Sur l’édition 2016-2017 du Vendée Globe, Lyophilisé & Co a fourni ainsi 27 des 29 bateaux s’alignant au départ. Comme le précise Ariane Pehrson, « les skippers se sont avitaillés pour 85 à 120 jours, en repas lyophilisés mais aussi en repas stérilisés, en snacks, en viande séchée, en soupes et en petits déjeuners (3000 à 6000 calories par jour, selon les endroits de navigation)… Les repas stérilisés représentant 50% des repas, pour varier les plaisirs, le budget alimentation des skippers allant de 2000 à 4000 euros ! Pour Le Cléac’h c’est simple, c’est un repas sur deux, il mange une fois lyophilisé, une fois stérilisé … » confie Ariane. Ça a semblé bien lui avoir réussi !
« Les courses au large sont toujours un gros levier de vente, en particulier la Volvo Ocean Race, mais aussi le Vendée Globe ! Je me suis installée ici au Pôle Course de Lorient il y a 10 ans au moment ou il n’y avait pas grand choix dans ce domaine de l’alimentation pour les nombreuses courses qui partaient dans le coin.
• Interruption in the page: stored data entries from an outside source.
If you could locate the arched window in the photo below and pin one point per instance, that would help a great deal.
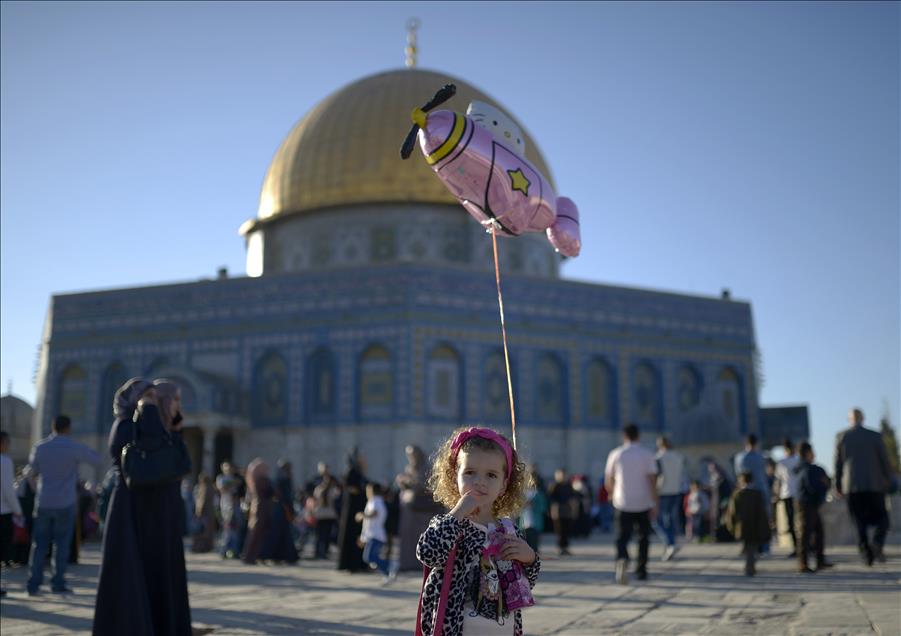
(73, 393)
(376, 384)
(444, 382)
(114, 377)
(270, 395)
(730, 399)
(600, 387)
(189, 401)
(495, 397)
(689, 387)
(322, 385)
(159, 363)
(551, 390)
(648, 396)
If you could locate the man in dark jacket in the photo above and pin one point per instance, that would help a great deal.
(863, 475)
(813, 484)
(747, 519)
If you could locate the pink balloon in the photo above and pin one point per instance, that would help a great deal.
(494, 183)
(564, 232)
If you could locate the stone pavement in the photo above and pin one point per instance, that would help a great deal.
(702, 591)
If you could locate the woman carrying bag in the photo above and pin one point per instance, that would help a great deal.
(143, 588)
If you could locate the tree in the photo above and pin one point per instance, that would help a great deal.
(891, 443)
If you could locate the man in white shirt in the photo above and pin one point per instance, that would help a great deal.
(788, 488)
(9, 502)
(373, 535)
(631, 475)
(672, 484)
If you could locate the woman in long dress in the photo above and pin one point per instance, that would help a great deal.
(143, 585)
(350, 556)
(259, 518)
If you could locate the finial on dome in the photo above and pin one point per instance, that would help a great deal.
(411, 50)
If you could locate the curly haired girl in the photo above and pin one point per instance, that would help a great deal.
(480, 568)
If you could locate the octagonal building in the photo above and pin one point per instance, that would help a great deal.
(369, 318)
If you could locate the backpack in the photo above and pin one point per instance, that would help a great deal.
(814, 485)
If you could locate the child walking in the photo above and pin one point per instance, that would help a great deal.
(480, 568)
(747, 519)
(373, 534)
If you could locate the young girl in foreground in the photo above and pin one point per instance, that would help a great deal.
(479, 478)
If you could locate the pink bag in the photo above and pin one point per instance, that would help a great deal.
(513, 580)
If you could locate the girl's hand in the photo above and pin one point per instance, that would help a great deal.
(466, 507)
(516, 549)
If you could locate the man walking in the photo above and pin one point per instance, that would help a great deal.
(751, 461)
(863, 474)
(788, 488)
(813, 484)
(672, 484)
(54, 461)
(9, 502)
(631, 474)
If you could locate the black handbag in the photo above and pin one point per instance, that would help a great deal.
(153, 460)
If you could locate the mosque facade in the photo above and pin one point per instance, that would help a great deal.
(369, 318)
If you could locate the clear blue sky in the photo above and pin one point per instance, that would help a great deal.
(740, 145)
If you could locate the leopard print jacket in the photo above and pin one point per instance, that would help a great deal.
(432, 550)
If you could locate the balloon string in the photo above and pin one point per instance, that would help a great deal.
(500, 303)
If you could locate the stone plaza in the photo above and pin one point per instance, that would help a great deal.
(701, 591)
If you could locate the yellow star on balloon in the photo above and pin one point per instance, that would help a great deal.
(518, 181)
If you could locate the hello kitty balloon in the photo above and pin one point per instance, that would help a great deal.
(480, 157)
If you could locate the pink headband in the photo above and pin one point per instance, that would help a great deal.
(484, 433)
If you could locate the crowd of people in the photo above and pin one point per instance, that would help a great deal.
(257, 514)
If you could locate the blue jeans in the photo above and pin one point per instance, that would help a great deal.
(372, 555)
(669, 516)
(56, 525)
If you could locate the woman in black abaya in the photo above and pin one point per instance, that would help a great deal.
(353, 500)
(143, 587)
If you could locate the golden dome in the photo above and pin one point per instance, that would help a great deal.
(346, 150)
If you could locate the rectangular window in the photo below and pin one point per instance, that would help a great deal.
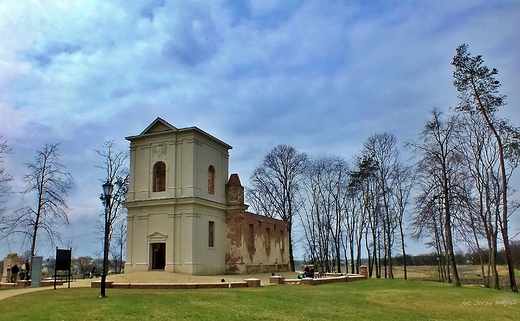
(211, 234)
(267, 238)
(251, 235)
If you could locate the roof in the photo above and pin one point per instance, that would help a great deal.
(160, 126)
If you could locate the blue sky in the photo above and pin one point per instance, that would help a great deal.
(318, 75)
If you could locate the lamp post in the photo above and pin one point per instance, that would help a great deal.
(107, 193)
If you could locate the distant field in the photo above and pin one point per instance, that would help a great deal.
(469, 274)
(374, 299)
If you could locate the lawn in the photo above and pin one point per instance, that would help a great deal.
(363, 300)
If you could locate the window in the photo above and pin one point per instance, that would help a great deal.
(251, 235)
(282, 247)
(211, 180)
(267, 239)
(159, 177)
(211, 234)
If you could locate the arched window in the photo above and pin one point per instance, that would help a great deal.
(211, 180)
(159, 177)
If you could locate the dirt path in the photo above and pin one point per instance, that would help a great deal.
(150, 277)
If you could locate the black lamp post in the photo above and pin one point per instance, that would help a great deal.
(107, 193)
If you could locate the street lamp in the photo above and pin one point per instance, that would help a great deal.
(107, 193)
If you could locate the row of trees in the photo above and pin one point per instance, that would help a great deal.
(47, 185)
(459, 178)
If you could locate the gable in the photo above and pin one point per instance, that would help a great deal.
(159, 125)
(157, 237)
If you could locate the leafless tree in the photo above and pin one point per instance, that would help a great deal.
(5, 178)
(439, 162)
(404, 178)
(48, 183)
(478, 94)
(115, 165)
(382, 148)
(276, 183)
(326, 186)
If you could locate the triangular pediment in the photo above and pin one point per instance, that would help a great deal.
(157, 236)
(159, 125)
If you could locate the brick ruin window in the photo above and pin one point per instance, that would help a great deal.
(251, 235)
(211, 180)
(211, 234)
(159, 177)
(267, 239)
(281, 241)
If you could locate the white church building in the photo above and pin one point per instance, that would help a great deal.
(186, 214)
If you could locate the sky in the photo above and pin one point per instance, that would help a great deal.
(318, 75)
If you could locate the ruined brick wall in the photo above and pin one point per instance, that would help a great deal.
(256, 243)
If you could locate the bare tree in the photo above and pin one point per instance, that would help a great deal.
(5, 178)
(326, 186)
(276, 183)
(382, 148)
(478, 93)
(439, 163)
(48, 183)
(115, 165)
(404, 178)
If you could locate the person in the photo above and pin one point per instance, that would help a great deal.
(27, 271)
(14, 273)
(92, 272)
(306, 271)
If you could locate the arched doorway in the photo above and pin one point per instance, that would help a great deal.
(158, 255)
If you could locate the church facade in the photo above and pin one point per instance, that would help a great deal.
(186, 214)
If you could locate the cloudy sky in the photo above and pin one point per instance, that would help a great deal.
(318, 75)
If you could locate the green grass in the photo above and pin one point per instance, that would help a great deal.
(363, 300)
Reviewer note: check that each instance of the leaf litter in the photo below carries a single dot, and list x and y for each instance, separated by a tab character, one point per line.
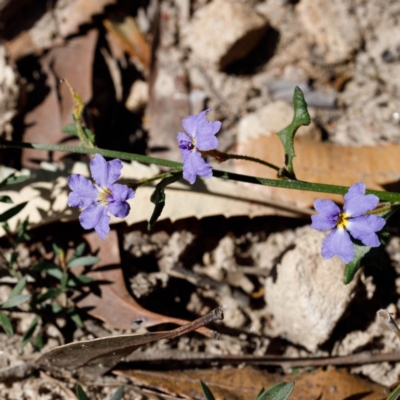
207	251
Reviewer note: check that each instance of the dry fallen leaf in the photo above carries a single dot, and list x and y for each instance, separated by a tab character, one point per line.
111	301
97	356
53	26
244	384
320	162
47	193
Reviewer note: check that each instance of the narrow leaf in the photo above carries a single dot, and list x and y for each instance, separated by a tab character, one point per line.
117	395
70	129
158	197
80	249
80	393
6	215
280	391
6	324
18	288
29	332
207	392
15	301
286	135
50	294
82	261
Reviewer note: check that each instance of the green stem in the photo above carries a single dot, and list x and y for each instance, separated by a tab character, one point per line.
152	179
253	159
286	184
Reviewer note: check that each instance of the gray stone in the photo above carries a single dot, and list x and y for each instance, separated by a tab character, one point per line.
225	31
332	26
308	296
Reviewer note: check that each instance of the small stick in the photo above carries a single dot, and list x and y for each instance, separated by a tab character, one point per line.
389	322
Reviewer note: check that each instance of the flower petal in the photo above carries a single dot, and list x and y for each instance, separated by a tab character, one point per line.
191	122
327	217
363	228
194	165
105	173
338	243
357	203
83	192
118	205
185	144
205	135
95	216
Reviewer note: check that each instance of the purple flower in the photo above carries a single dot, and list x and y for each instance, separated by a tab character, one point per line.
351	220
98	199
199	136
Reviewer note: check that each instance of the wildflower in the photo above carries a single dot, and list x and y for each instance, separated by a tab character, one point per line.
98	199
351	220
199	137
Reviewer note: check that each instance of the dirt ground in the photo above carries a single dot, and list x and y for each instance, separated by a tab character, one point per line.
140	67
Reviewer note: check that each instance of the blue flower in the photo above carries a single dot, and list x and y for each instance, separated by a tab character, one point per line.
351	220
199	137
97	200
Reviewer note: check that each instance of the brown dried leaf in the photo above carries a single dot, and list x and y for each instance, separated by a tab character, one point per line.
112	303
130	38
97	356
44	123
244	384
321	163
53	26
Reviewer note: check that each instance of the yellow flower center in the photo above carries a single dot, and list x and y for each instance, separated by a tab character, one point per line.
104	195
343	220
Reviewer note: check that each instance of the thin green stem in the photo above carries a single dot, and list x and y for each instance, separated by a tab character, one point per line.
152	179
253	159
286	184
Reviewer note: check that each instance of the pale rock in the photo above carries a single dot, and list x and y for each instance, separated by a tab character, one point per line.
307	297
225	31
138	96
9	94
269	120
332	26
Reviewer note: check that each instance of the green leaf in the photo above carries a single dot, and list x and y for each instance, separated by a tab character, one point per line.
38	342
395	394
6	324
70	129
18	288
80	249
75	317
5	199
58	251
82	261
6	215
280	391
207	392
22	231
286	135
158	197
117	395
50	294
15	301
63	281
364	255
29	332
79	280
80	393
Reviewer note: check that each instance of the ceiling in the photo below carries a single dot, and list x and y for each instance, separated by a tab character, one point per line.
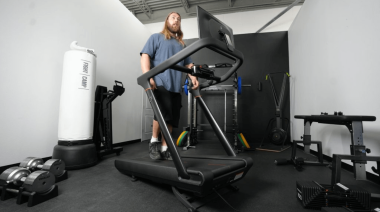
151	11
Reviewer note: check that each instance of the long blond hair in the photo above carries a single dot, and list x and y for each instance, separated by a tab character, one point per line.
166	31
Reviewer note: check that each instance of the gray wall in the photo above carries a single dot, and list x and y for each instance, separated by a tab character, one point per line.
334	62
34	37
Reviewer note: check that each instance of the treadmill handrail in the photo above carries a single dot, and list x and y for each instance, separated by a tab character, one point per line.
212	44
215	158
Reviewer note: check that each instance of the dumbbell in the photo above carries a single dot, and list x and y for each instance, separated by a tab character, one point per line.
38	181
54	166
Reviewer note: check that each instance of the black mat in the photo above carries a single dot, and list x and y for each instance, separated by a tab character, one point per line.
266	187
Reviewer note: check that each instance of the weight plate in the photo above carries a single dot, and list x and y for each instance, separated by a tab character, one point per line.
54	166
245	141
181	138
31	162
277	136
14	174
185	87
39	182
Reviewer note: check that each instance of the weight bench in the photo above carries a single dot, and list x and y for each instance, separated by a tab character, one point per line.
354	125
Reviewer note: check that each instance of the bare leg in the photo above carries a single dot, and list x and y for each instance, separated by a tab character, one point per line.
163	139
156	129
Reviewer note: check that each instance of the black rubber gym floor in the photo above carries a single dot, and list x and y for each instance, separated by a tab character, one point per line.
266	187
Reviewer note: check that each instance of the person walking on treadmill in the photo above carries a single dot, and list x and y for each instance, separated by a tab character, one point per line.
166	85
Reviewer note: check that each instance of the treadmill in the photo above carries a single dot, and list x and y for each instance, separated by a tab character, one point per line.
198	175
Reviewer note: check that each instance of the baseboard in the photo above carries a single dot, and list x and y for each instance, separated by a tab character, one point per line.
3	168
370	176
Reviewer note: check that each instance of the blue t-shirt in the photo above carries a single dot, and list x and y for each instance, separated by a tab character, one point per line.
160	49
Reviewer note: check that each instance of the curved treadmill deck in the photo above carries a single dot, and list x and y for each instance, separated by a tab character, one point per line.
210	172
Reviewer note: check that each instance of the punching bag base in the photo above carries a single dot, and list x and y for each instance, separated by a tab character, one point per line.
76	157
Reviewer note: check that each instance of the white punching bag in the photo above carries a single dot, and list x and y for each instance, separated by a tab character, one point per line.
76	110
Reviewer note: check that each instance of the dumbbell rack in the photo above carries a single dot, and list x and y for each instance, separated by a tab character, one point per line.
9	191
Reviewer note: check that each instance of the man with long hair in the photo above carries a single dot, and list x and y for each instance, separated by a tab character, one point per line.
167	85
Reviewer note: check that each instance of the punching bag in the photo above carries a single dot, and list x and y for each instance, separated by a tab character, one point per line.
76	110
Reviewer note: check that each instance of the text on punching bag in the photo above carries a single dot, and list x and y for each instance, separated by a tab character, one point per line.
84	75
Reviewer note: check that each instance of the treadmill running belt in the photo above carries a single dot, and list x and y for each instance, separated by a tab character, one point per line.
215	171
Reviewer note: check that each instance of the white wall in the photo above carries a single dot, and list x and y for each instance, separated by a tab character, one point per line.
240	22
334	63
34	37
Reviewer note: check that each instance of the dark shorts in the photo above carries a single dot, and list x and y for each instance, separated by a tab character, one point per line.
169	104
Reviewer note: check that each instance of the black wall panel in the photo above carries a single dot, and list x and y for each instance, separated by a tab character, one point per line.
263	53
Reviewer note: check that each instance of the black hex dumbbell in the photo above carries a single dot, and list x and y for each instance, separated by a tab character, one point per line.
54	166
38	181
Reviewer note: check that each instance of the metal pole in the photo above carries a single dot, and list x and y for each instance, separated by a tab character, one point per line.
225	110
279	15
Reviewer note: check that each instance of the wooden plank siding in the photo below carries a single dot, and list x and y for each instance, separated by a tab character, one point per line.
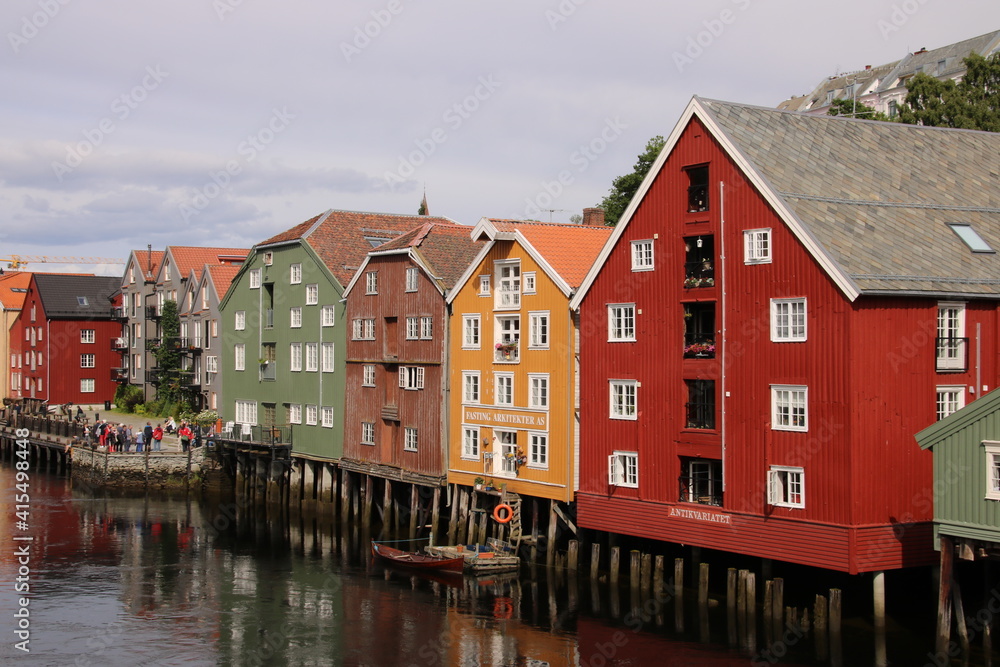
416	408
556	480
869	369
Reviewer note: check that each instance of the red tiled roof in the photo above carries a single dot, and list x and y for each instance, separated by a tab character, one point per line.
342	239
190	257
15	280
570	249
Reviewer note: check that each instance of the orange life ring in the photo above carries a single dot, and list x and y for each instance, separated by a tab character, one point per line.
503	608
503	519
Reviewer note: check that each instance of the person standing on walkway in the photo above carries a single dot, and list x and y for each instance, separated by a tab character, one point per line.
185	434
157	437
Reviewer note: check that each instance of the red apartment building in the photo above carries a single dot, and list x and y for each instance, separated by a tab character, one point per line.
63	339
785	302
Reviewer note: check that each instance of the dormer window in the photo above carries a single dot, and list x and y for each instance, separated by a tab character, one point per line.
697	189
970	236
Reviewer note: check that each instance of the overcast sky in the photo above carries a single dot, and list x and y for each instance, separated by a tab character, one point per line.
223	122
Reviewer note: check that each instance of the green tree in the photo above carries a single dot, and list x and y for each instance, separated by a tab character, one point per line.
624	187
972	104
843	107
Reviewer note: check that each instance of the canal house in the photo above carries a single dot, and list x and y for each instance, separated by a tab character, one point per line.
60	340
285	336
786	300
512	400
396	425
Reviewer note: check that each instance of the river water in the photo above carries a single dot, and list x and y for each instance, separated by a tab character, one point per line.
159	581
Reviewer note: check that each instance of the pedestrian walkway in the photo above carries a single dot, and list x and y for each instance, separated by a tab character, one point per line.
170	443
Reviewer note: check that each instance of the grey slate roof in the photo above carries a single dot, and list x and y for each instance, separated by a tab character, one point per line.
876	196
59	295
C’était l’endroit idéal et j’ai construit patiemment mon réseau de fournisseurs et produits venus du monde entier, fiables et de qualité. Nous travaillons et conseillons régulièrement les navigateurs comme ceux du Vendée mais également les plaisanciers nombreux dans la région. Mais actuellement notre prochaine échéance c’est bien sûr la Volvo Ocean Race qui partira en octobre prochain… Ça sera la 3ème fois et en tant que suédoise j’ai peut-être un petit avantage. ..» sourit Ariane.
Initialement créée pour répondre aux besoins des marins, la société surfe désormais sur les loisirs outdoor, avec un succès qui ne se dément pas, puisqu’elle envisage d’atteindre le million d’euros de chiffre d’affaires d’ici 18 mois.

Des concurrents venus de dix pays et âgés de 23 à 66 ans, des bateaux mis à l’eau entre 1998 et 2015, des budgets allant de 1 à 10, des temps de parcours records… un Pôle course au large devenu un centre d’excellence de la voile française, une alimentation de chefs, des moyens de communication décidément hypersophistiqué sur les réseaux sociaux… Le Vendée Globe surnommé l’Everest de la mer est la course des extrêmes. Cette année le Finistérien Armel le Cléac’h le remporte pour sa 3ème participation et il a fait gagner pas mal de monde avec lui, originaire comme lui de ce département le plus maritime de France et qui met tout en oeuvre pour développer sa filière nautique (lire ici le premier volet de notre reportage).